About Lyme Adirondack Forest Company
The Lyme Timber Company of Hanover, N.H., owns and manages The Lyme Adirondack Forest Company, comprising 22 tracts totaling 276,000 acres inside Adirondack Park in northern New York. The Adirondack Park includes more that 6 million acres, with 2.7 million acres owned by the state of New York and more than 3 million acres in private ownership. Lyme Adirondack is the largest private landholder in the Park. The company harvests forest products on a sustainable basis while conserving soil, water, and wildlife resources.
The Adirondack region is heavily forested with northern hardwoods, spruce, and fir. The area has many lakes, streams, rivers, and wetlands. The generally rolling and mountainous terrain provides living space for beaver, fisher, marten, snowshoe hare, bobcat, moose, deer, bear, and many other mammals, along with a diversity of birds, reptiles, and amphibians.

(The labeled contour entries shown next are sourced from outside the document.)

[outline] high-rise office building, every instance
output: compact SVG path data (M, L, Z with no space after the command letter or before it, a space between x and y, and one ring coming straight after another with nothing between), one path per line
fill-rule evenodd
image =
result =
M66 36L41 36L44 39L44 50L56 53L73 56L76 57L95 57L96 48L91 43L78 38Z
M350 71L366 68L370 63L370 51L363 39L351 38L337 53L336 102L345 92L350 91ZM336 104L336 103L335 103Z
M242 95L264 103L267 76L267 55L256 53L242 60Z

Much of the public land in the Adirondack Park is held in a “Forever Wild” state, where no logging can take place, and most of the remainder is managed as wild forest, where almost all logging is prohibited. Private landowners who want to log in the Park must follow stringent regulations set forth and administered by the Adirondack Park Agency and the New York Department of Environmental Conservation (NYDEC). Because little heavy logging takes place, and because wildfires have been suppressed, early successional woodland – an important habitat for woodcock and many other wild creatures – is very rare in the Adirondacks.
Improving the Land for Woodcock
The Lyme Adirondack Forest holdings were formerly owned by International Paper, a large timber-products company. When Lyme bought the land in 2006, only 76 of the 276,000 acres were in forest size class 1 (trees less than 10 feet tall). Lyme has developed a management plan that will put 5 percent of the acreage in each of the company’s Adirondack tracts back into early successional forest within the next 10 years.
Patch cuts and clearcuts are creating new woodcock habitat on Lyme Adirondack lands.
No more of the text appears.